Cholinergic stimulation modulates the functional composition of CA3 cell types in the hippocampus.

The functional heterogeneity of hippocampal CA3 pyramidal neurons has emerged as a key aspect of circuit function. Here, we explored the effects of long-term cholinergic activity on the functional heterogeneity of CA3 pyramidal neurons in organotypic slices obtained from male rat brains. Application of agonists to either acetylcholine receptors (AChRs) generally, or muscarinic AChRs (mAChRs) specifically, induced robust increases in network activity in the low-gamma range. Prolonged AChR stimulation for 48 hrs uncovered a population of hyperadapting CA3 pyramidal neurons that typically fired a single, early action potential in response to current injection. Although these neurons were present in control networks, their proportions were dramatically increased following long-term cholinergic activity. Characterised by the presence of a strong M-current, the hyperadaptation phenotype was abolished by acute application of either M-channel antagonists or the re-application of AChR agonists. We conclude that long-term mAChR activation modulates the intrinsic excitability of a subset of CA3 pyramidal cells, uncovering a highly plastic cohort of neurons that are sensitive to chronic ACh modulation.
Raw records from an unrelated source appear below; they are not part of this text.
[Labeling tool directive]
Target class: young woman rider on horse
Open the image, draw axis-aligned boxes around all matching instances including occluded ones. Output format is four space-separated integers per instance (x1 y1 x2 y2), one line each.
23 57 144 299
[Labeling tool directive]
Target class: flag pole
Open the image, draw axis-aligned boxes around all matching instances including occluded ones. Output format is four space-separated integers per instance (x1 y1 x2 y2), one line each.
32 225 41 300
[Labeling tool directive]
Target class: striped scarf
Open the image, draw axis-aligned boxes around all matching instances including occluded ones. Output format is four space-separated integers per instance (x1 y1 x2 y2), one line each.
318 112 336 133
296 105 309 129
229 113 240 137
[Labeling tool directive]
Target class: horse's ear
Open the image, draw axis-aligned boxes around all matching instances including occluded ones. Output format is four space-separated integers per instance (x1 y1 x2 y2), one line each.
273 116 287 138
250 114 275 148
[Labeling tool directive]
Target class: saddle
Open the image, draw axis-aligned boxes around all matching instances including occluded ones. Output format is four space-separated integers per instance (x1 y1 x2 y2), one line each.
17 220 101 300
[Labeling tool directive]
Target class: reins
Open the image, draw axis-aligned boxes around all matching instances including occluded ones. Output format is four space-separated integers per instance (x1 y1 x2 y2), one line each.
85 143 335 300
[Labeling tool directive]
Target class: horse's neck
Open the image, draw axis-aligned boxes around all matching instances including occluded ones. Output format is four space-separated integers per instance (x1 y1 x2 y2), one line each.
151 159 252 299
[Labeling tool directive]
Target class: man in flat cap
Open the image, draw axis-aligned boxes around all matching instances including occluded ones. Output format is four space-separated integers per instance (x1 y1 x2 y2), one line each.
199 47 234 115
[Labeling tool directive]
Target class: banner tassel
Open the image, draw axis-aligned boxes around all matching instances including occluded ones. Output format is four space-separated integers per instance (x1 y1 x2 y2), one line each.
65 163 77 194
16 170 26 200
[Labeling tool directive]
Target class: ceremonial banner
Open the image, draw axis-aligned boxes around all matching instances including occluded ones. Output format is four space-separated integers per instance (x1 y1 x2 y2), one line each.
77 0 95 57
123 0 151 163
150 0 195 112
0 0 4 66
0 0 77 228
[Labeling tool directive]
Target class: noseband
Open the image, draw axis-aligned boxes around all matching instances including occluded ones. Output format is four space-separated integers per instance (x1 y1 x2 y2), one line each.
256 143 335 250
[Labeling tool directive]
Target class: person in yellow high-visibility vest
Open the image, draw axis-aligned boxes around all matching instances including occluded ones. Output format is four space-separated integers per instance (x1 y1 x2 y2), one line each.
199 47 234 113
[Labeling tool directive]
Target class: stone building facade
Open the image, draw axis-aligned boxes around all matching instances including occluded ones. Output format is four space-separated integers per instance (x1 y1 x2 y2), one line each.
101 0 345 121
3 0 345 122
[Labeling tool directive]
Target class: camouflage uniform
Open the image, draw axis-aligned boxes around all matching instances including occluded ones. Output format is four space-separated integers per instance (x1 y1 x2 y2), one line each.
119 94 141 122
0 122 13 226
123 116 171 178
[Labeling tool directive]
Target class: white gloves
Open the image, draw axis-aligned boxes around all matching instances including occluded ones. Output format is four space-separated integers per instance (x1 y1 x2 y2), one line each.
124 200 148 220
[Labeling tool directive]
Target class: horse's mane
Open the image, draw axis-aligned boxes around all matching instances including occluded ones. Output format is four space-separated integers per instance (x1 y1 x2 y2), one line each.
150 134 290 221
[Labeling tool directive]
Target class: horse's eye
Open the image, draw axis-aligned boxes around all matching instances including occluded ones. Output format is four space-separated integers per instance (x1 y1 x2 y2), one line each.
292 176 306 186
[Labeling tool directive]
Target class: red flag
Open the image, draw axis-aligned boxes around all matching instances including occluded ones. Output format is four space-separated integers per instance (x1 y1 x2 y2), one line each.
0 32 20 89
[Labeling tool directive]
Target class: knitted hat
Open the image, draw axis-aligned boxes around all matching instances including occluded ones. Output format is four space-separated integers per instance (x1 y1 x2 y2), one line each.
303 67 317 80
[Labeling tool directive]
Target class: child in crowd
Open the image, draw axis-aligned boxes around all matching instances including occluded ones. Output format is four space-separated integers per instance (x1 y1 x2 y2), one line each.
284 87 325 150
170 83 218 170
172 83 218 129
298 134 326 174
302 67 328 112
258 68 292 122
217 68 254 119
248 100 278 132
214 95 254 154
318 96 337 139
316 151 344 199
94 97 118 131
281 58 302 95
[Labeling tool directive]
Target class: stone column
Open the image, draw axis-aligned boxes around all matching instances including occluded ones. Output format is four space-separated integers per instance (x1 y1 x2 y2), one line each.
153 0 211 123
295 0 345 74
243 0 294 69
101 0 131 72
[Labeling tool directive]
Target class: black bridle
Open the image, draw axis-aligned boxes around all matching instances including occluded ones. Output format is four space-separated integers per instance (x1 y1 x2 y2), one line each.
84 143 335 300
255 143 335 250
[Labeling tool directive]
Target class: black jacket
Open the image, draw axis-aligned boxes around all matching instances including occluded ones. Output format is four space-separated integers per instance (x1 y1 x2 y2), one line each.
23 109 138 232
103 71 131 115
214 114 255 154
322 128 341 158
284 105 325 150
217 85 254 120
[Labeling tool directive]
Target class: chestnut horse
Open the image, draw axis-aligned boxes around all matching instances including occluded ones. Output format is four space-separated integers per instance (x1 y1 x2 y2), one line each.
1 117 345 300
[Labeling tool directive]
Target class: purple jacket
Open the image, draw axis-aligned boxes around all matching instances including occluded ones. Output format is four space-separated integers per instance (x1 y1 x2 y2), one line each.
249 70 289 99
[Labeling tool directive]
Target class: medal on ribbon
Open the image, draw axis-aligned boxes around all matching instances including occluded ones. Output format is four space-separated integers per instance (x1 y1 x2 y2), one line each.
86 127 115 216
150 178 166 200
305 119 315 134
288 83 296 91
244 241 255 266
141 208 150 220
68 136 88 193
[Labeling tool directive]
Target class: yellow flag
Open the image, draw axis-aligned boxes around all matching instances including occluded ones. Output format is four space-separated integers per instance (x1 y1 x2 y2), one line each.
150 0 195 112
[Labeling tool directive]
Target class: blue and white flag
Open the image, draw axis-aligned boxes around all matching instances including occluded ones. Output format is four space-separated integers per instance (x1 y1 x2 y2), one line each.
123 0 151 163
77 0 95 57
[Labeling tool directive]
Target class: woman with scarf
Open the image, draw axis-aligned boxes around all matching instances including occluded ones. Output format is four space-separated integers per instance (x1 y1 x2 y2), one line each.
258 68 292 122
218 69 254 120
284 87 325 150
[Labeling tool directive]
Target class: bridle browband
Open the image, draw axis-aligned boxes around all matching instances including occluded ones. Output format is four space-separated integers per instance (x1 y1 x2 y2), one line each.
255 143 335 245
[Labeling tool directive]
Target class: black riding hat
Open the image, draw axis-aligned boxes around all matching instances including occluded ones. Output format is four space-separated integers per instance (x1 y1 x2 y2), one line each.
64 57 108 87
Our findings provide evidence for the activity-dependent plasticity of functional heterogeneity in the hippocampus. Significance statement: The large heterogeneity of neuron types in the brain, each with its own specific functional properties, provide the rich cellular tapestry needed to account for the vast diversity of behaviours. By studying the functional properties of neurons in the hippocampus, a region of the brain involved in learning and memory, we find that exposure to the neuromodulator acetylcholine can alter the relative number of functionally-defined neuron types. Our findings suggest that the heterogeneity of neurons in the brain is not a static feature but can be modified by the ongoing activity of the circuits they belong to.